As crises do petróleo provocam redução do consumo e investimento em energias alternativas. Altas controladas poderiam nos conduzir a um modelo sustentável.

5 de novembro de 2004 · 20 anos atrás

Petróleo caro é bom para o meio ambiente? A pergunta não é teórica. O petróleo é uma “commodity” muito particular, por que não tem substitutos no curto prazo. Se houvesse um problema com o suprimento global de café, por exemplo, que levasse o preço do grão às alturas, muita gente passaria a consumir chá e os mercados se ajustariam. Haveria alguma redistribuição de renda, mas a vida seguiria em frente.

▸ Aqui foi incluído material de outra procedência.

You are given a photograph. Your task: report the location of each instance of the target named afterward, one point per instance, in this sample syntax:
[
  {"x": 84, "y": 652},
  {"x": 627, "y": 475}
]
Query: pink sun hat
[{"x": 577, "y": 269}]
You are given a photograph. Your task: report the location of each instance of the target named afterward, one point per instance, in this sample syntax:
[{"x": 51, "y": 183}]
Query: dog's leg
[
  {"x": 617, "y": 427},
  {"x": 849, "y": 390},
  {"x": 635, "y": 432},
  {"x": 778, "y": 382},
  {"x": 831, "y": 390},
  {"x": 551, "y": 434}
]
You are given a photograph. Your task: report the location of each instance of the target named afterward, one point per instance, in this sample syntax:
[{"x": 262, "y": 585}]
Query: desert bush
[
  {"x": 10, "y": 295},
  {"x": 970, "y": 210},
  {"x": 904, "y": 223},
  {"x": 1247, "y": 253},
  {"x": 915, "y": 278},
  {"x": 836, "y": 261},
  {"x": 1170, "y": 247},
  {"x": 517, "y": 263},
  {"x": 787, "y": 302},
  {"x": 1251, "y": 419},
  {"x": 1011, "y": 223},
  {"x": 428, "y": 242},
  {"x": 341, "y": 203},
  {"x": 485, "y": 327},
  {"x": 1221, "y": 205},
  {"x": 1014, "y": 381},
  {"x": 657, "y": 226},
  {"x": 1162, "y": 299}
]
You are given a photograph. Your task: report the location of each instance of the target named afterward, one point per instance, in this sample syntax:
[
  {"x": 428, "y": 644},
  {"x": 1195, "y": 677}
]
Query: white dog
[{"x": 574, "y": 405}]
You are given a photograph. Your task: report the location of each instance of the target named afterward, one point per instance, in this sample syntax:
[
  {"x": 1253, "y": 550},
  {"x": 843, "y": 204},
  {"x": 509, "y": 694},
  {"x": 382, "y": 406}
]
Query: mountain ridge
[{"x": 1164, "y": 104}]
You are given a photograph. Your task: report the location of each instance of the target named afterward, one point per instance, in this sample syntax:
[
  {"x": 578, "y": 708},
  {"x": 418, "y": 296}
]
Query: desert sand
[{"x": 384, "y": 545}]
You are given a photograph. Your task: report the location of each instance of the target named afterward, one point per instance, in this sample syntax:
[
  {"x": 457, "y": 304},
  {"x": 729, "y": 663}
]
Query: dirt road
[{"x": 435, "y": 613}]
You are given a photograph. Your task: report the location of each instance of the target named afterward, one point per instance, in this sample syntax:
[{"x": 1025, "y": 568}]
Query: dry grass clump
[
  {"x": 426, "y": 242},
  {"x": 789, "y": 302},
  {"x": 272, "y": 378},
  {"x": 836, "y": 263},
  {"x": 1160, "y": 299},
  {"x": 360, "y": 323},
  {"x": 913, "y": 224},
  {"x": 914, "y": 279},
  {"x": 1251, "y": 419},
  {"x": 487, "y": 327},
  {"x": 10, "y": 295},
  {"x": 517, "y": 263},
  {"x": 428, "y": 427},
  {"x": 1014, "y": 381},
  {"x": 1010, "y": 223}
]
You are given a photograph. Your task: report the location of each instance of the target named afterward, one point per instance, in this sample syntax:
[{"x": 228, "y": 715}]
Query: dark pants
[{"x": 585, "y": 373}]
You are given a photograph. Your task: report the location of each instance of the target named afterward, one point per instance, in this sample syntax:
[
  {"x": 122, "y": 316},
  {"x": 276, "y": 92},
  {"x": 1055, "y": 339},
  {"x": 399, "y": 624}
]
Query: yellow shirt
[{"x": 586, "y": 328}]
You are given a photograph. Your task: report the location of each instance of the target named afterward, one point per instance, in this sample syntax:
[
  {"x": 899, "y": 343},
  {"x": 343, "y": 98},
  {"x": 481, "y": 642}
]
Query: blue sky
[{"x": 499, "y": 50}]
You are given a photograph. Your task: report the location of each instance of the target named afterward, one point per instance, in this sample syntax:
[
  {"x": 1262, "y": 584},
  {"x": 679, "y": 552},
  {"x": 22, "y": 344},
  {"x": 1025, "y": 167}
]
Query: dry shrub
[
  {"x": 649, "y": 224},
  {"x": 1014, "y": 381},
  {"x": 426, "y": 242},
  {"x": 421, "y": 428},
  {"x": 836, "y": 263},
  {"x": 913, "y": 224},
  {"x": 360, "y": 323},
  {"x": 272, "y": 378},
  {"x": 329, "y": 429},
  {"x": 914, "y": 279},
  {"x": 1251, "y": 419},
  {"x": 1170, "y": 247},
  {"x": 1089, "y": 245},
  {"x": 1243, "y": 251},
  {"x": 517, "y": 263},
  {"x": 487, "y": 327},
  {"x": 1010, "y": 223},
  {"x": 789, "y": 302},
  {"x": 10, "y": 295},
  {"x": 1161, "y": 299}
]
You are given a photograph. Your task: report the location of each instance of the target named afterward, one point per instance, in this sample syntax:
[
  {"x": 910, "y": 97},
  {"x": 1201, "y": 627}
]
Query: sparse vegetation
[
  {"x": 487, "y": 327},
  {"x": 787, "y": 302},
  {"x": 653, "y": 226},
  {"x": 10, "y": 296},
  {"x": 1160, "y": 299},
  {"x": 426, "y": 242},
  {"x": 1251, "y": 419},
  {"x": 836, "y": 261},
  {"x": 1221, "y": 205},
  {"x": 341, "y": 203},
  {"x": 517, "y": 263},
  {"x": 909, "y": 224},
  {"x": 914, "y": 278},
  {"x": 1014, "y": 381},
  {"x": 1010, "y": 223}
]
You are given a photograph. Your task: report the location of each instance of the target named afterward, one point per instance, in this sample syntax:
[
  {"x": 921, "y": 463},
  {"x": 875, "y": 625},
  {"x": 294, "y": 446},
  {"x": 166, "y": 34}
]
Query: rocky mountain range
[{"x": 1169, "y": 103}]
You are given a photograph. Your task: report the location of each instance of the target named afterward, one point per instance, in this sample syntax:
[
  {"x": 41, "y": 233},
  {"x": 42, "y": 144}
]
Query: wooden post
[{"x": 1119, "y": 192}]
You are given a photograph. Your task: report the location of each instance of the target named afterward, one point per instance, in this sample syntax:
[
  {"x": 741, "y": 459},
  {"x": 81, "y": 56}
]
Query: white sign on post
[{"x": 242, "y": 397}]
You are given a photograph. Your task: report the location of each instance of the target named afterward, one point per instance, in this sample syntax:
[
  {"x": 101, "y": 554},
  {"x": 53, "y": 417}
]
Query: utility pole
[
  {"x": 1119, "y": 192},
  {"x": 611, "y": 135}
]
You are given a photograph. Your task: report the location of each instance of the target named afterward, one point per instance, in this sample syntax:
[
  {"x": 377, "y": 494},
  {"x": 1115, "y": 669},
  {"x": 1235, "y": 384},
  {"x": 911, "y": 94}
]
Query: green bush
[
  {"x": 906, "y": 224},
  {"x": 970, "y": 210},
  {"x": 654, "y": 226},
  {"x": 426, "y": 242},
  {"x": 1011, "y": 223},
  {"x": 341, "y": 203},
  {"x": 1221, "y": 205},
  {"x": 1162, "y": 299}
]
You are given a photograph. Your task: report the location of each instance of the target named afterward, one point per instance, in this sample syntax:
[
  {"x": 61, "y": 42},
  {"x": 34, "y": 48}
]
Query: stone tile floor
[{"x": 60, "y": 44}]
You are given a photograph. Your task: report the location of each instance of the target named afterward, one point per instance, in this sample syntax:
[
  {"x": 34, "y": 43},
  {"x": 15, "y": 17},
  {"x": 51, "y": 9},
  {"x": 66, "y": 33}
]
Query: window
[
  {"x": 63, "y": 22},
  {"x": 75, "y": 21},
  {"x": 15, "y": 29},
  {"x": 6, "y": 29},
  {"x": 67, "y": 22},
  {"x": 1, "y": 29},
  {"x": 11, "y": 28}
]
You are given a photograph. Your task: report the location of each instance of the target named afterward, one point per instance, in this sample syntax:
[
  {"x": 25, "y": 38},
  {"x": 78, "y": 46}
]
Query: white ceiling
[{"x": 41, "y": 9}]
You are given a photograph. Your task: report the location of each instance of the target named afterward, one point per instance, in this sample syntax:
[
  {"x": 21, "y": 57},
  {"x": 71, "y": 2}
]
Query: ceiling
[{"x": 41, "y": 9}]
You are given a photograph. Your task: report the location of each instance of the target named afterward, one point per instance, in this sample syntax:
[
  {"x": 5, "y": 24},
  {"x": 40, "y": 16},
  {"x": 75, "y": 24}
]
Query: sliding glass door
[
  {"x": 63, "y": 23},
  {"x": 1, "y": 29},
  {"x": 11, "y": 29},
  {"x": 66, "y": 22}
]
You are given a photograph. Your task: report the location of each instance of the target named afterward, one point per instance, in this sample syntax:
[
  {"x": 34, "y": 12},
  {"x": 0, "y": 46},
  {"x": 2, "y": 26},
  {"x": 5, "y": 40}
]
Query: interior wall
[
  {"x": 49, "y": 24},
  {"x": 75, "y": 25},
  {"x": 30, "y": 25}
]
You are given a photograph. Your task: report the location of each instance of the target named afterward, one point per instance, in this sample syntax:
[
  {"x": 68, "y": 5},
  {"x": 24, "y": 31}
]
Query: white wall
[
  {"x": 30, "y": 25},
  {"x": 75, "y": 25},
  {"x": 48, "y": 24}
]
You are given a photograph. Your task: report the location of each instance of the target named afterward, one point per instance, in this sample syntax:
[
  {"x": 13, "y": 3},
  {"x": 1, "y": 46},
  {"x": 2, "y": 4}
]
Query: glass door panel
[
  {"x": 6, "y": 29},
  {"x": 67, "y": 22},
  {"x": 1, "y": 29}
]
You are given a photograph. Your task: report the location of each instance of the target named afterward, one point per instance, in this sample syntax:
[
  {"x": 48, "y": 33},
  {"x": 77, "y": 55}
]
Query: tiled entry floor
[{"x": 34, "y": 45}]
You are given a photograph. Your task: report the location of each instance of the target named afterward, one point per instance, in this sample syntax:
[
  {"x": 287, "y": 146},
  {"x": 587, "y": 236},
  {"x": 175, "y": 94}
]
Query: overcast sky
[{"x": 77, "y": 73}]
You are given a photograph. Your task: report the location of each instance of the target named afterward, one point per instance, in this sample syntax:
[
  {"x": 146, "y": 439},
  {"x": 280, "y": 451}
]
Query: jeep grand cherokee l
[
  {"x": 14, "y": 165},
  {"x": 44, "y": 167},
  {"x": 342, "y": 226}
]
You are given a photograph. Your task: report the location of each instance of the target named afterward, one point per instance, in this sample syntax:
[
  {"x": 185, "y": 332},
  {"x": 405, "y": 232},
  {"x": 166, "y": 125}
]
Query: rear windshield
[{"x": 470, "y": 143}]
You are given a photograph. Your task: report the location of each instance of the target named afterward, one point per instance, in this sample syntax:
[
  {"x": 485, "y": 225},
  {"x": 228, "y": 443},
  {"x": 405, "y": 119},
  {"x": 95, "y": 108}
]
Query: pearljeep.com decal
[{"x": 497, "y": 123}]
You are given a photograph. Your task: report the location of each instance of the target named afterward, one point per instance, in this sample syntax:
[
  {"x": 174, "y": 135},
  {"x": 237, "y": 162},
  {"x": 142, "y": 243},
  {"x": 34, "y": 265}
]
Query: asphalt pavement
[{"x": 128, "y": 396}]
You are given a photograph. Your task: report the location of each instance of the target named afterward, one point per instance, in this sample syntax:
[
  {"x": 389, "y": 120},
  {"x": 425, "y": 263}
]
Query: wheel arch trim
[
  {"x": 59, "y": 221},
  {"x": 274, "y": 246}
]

Com petróleo é diferente. Como no curto prazo não há substitutos para os seus derivados (não há alternativas imediatamente disponíveis para a gasolina, o diesel e o óleo combustível), qualquer problema de oferta tende a provocar uma alta acentuada nos preços. No médio e no longo prazos as economias se adaptam. Passa a fazer sentido investir em conservação, eficiência e energias alternativas: exatamente o mesmo movimento que os governos tentam estimular através dos impostos sobre combustíveis. É razoável esperar que os ganhos de eficiência e o uso de tecnologias avançadas impliquem em impacto ambiental menor.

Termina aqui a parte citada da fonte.